|Introduction to the Multi-Order Imaging Spectrograph|
A multi-order imaging spectrograph is an imager that also allows spectral information to be obtained with the aid of three diffraction orders. Uniquely, there is no slit as with a slit spectrometer such as SOHO-CDS. Because there is no slit to raster, all the data obtained is co-temporal, allowing dynamic events to be observed with spectral data in an unprecedented way. It is an instrument based upon this concept that is proposed for the Solar Orbiter EUI (Extreme Ultraviolet Imager).
The three orders that are observed are equivalent to three projections of an imaginary λ,x,y data cube. A relation exists in the form of the Fourier Slice Theorem that allows these three projections to be turned into that λ,x,y data cube, thus enabling spectral information to be obtained from three orders.
Slitless spectrographs have been used in previous years, most notably in the NASA-Skylab missions of the 1970's. Here, only the +1 order was observed, and was done so over a large wavelength range. This resulted in confusion as to which spectral line attributed to which part of the image, as shown below.

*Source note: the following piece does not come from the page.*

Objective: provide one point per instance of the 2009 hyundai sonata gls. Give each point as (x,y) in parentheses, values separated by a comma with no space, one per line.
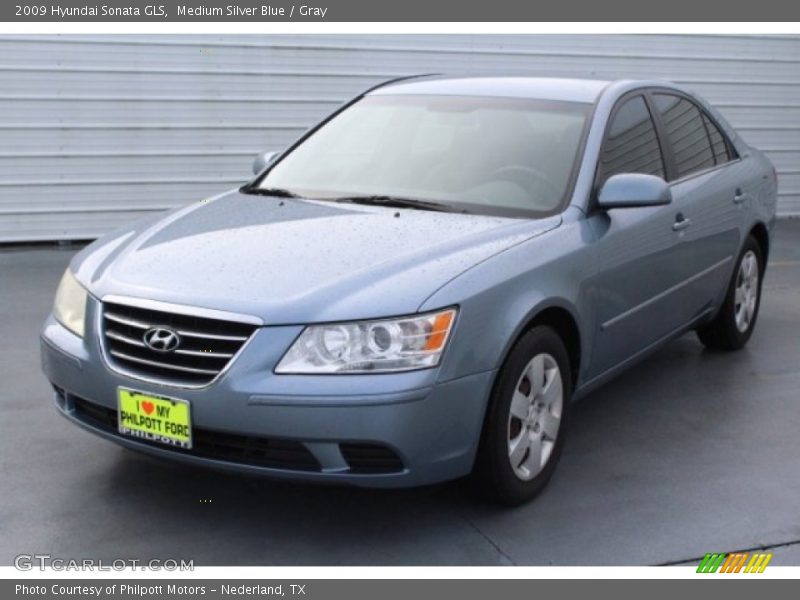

|Figure 1: Example of slitless spectrograph output taken from Skylab S082A. Notice that there are multiple wavelength images of the sun dispersed across the image.|
Because of this ambiguity, the proposed instrument would image over a small passband with a maximum of one or two spectral lines. An illustration of a multi-order slitless spectrograph is shown below, along with what one would expect to observe.
|Figure 2 : An Imaging Spectrograph and the three-order output of an AR-loop on the N-W limb that one might expect to see.|
The addition of two further orders than in
the Skylab spectrograph allows for far more information to be gathered,
particularly spectral information which can be extracted in a number of ways.